The approach appears to be resonating. On its opening week, the pop-up sold out before 1pm on most days.

“We’re encouraged,” says Leon. “It tells us the product is strong. But whether it’s something everyone likes, that’s what we’re trying to find out over these three months.”

Fish ramen, he acknowledges, may not appeal to everyone.

“People associate ramen with meat, and Singaporeans generally like stronger flavours,” he says. “So we challenged ourselves to get that same robustness, but with a cleaner approach.”

So far, feedback has been largely positive, with many diners finishing their bowls completely, something the team takes as a sign that the flavours are working.

Only 50 bowls served a day

For now, just 50 bowls are prepared daily, a limit the team says is necessary to maintain quality and keep operations manageable.

The pop-up runs with a three-man team, with one of Imamura’s former chefs, Adriel, helming the kitchen.

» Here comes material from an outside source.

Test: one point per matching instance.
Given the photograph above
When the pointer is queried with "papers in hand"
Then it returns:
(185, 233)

You might catch genial Japanese chef Hirofumi Imamura himself there occasionally.

If demand remains strong, they plan to scale up gradually, potentially doubling output to 100 bowls a day.

Queues before opening

The pop-up operates from 11.30am to 6pm, or until sold out, which, so far, has been well before closing time.

Queues have been forming even before doors open, with waits of about 20 minutes. It is strictly walk-in only. 

The team is also considering extending opening hours to include dinner service.

Test run for more permanent concept 

And if the pop-up proves “popular enough”, they hope to extend the concept or develop it into a permanent set-up, though nothing has been confirmed.

“We just want to have fun exploring whether fish ramen can be done this way,” says Hoe Lon.

Affordability, they add, will remain central.

“It wouldn’t be more expensive [even if we were to set up a permanent eatery].”